Is there any good reason to think that there is any such thing as an effective teaching method as opposed to an effective teacher?

I often suspect that the unit of effectiveness is the teacher rather than the method. But I don’t really have anything to back this up–except my personal experience (anecdotal) and a vague notion that I read something like this once somewhere.

I did go look at the website of something called the “What Works Clearinghouse” or something like that, part of the Department of Education. I only looked at what they have to say about math. There wasn’t much, but what little I did see all seemed to explicitly conclude, in each case, that the evidence of the effectiveness of the method was only inconclusive…

LHoD is telling very good and inspiring stories (literally, in that I went and did the dots and rectangles thing with my kid the very morning I read it) but I’m afraid what we’re seeing is that LHoD has just the right kind of empathic, “mind-reading” (non-supernaturalistically speaking) and explanatory abilities that make for good teaching. If all LHoD knew were traditional methods, I suspect s/he still might have been just as effective a teacher.

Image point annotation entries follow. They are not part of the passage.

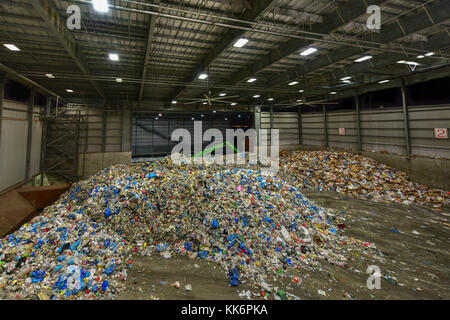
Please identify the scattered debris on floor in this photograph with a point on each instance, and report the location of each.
(252, 225)
(357, 176)
(259, 228)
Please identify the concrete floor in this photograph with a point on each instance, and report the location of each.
(417, 257)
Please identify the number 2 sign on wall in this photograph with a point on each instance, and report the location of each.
(441, 133)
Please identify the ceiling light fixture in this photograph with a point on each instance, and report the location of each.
(11, 47)
(240, 43)
(309, 51)
(113, 57)
(100, 5)
(363, 58)
(411, 63)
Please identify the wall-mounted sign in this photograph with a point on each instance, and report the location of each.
(441, 133)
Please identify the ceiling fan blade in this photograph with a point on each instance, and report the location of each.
(226, 97)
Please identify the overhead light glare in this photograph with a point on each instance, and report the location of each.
(240, 43)
(363, 58)
(100, 5)
(411, 63)
(309, 51)
(11, 47)
(113, 57)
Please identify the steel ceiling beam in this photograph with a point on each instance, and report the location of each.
(57, 25)
(404, 27)
(409, 80)
(332, 21)
(260, 8)
(151, 32)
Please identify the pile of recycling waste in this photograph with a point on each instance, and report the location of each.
(255, 226)
(357, 176)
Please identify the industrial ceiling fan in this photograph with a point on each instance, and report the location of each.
(209, 98)
(304, 102)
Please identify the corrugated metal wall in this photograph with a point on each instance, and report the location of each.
(101, 131)
(152, 138)
(13, 144)
(381, 129)
(286, 122)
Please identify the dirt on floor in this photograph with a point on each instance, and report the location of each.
(414, 241)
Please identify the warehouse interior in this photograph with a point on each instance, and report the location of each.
(90, 88)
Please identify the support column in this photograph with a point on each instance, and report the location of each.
(2, 101)
(104, 132)
(300, 125)
(257, 118)
(30, 134)
(406, 120)
(358, 123)
(49, 105)
(271, 123)
(325, 125)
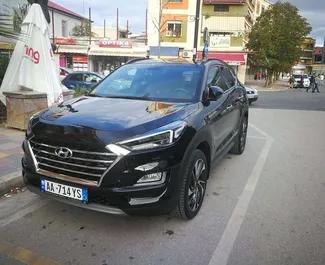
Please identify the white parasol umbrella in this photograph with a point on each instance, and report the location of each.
(32, 65)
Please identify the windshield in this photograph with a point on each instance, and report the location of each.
(173, 82)
(299, 76)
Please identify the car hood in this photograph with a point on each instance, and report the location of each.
(107, 119)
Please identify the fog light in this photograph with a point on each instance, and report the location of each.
(147, 167)
(152, 179)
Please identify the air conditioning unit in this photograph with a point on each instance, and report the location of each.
(187, 54)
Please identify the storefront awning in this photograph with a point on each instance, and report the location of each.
(72, 49)
(223, 2)
(230, 58)
(126, 52)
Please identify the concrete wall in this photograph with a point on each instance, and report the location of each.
(58, 18)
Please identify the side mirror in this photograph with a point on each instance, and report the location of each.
(215, 92)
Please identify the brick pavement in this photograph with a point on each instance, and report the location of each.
(10, 150)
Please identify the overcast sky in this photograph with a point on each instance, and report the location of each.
(134, 11)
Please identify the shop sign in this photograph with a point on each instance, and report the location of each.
(67, 41)
(80, 59)
(115, 43)
(7, 46)
(219, 41)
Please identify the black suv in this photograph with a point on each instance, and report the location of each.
(142, 141)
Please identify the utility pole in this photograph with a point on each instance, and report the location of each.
(104, 28)
(196, 30)
(117, 31)
(146, 27)
(159, 28)
(89, 26)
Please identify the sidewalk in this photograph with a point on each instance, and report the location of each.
(10, 158)
(281, 85)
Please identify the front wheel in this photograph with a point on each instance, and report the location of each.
(193, 186)
(240, 140)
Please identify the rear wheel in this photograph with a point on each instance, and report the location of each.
(193, 186)
(240, 140)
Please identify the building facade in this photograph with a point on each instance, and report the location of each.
(228, 21)
(305, 65)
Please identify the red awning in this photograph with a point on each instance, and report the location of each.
(230, 58)
(223, 2)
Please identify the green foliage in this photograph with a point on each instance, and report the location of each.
(4, 61)
(19, 15)
(80, 91)
(277, 37)
(82, 30)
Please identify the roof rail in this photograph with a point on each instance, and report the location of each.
(137, 60)
(210, 60)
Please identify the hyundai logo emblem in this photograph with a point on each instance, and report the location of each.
(63, 152)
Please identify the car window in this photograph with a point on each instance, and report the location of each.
(229, 77)
(92, 78)
(170, 82)
(76, 77)
(212, 75)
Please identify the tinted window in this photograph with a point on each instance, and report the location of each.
(76, 77)
(168, 82)
(212, 76)
(229, 77)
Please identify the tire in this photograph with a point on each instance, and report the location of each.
(240, 140)
(192, 192)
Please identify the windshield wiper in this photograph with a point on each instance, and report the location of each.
(130, 97)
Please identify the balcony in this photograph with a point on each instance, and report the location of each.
(224, 24)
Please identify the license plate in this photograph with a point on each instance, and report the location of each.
(64, 190)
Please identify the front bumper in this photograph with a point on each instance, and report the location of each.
(116, 194)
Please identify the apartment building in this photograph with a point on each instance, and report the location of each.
(228, 21)
(305, 65)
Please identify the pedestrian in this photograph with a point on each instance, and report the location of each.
(291, 82)
(315, 87)
(312, 83)
(322, 79)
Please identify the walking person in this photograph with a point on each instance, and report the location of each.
(315, 87)
(312, 82)
(291, 82)
(322, 79)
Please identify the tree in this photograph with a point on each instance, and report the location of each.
(83, 29)
(277, 37)
(157, 23)
(18, 17)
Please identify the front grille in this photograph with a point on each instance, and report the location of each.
(86, 164)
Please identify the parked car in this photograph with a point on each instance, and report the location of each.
(82, 79)
(64, 72)
(252, 94)
(142, 141)
(297, 82)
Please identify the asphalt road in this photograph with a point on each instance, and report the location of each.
(264, 207)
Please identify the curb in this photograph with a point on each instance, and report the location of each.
(10, 181)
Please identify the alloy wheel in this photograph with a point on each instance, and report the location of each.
(243, 134)
(197, 185)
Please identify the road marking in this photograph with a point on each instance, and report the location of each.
(23, 255)
(222, 253)
(16, 216)
(257, 137)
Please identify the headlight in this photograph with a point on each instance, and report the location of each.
(35, 115)
(161, 137)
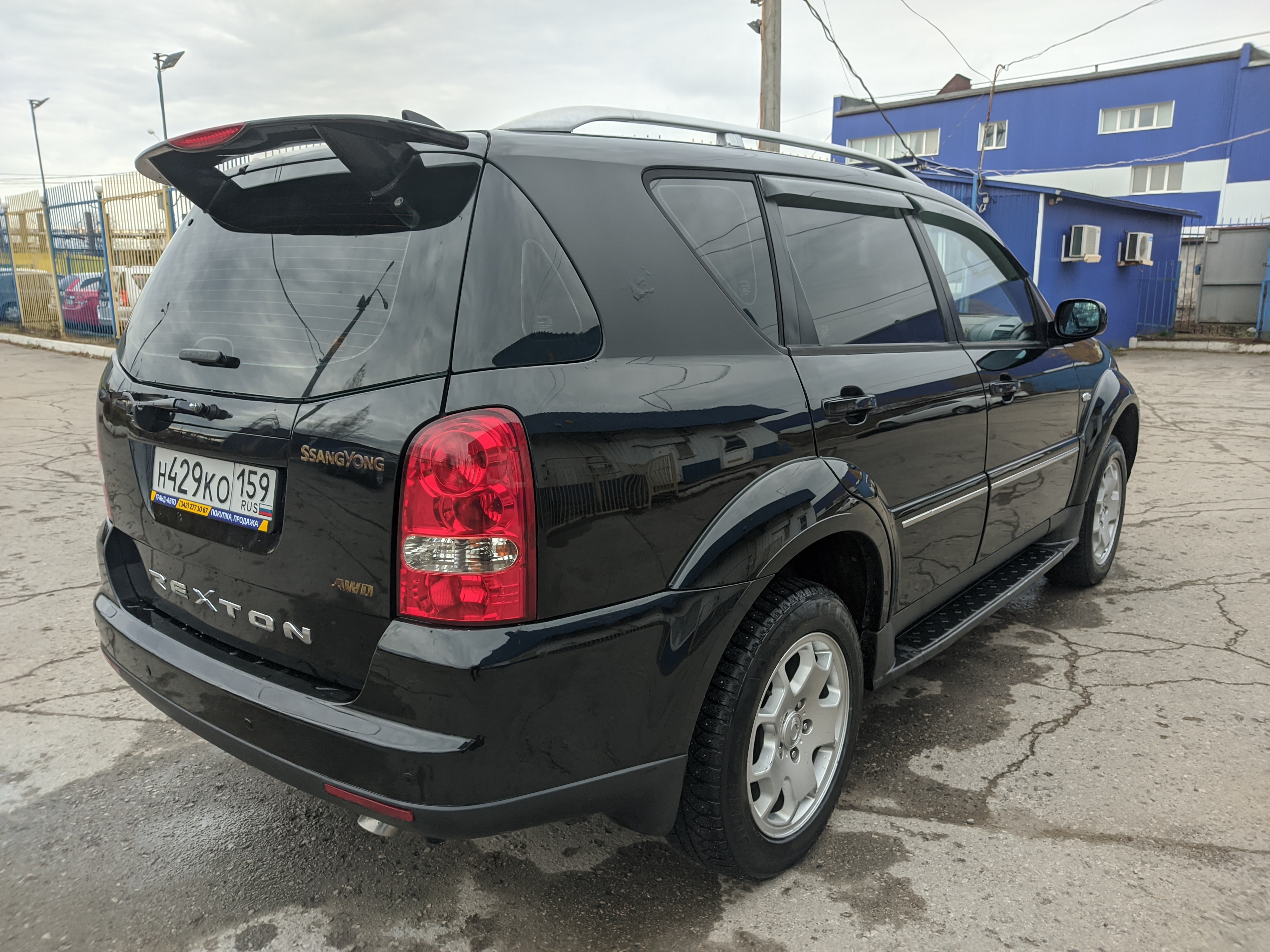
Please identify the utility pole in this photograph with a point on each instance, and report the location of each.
(770, 84)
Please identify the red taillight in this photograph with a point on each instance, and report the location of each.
(468, 541)
(387, 809)
(206, 139)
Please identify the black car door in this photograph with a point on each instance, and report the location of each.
(890, 389)
(1033, 388)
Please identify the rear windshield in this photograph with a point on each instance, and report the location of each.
(304, 314)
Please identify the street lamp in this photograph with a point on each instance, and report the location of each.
(35, 105)
(49, 223)
(166, 62)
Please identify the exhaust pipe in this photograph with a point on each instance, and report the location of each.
(374, 824)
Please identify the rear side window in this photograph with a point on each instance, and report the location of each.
(305, 314)
(523, 301)
(722, 223)
(860, 277)
(991, 294)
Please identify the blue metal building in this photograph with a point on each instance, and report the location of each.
(1192, 134)
(1037, 225)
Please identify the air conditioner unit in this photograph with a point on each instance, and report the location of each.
(1137, 248)
(1083, 244)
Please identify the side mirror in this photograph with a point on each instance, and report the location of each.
(1080, 318)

But what evidence is there against this suspicion of mine?

I don’t know. But measuring the effectiveness of teaching is caught up in the question which came up before of along what axes to assess students in the first place. To a large extent, I think the debate in this thread is really not so much about “What makes for effective teaching of the specific material X? Which teaching styles are better than others for conveying X?”, but more about the even prior questions, “What is the X we should be trying to teach? What is the purpose of teaching X? What material should be the goal of our curriculum and what material is less necessary to worry about?”.

Which is to say, there are a number of posters in here who feel certain teaching styles are less effective than possible when it comes to developing the ability to perform certain calculations by hand and that this is a big problem, and there are also a number of posters in here who feel that the ability to perform those calculations is not actually of much significance and that teaching styles which focus on such are themselves problematic in their misguided neglect of other, potentially more important aspects of mathematics education. This difference of viewpoints is, I think, the actual main bone of contention in this thread.

I was assuming everyone here agrees that understanding how and when to calculate (and with what instrument–the head or the calculator for example) is the ultimate goal, and that the disagreement was over whether the best way to get there is to learn calculation as an exercise abstracted from any particular application, (then learning how and when to apply calculations,) or whether instead all learning of calculation should be inextricably tied to understanding how to apply these calculations to problems that exist somewhere other than in the ink-and-paper fusion sitting on the desk in front of the student…

That’s what I’m on the fence about anyway. Myself, I kind of like the idea of learning the methods abstractly, as kind of a game divorced from reality, then coming to see how this game can be made useful in other domains. But that’s just me. It may well be that that way of doing things works for some people and not others. Or it may even be that I’m completely wrong to move from “I like the idea of doing it this way” to “It is best for me that I learn things this way.”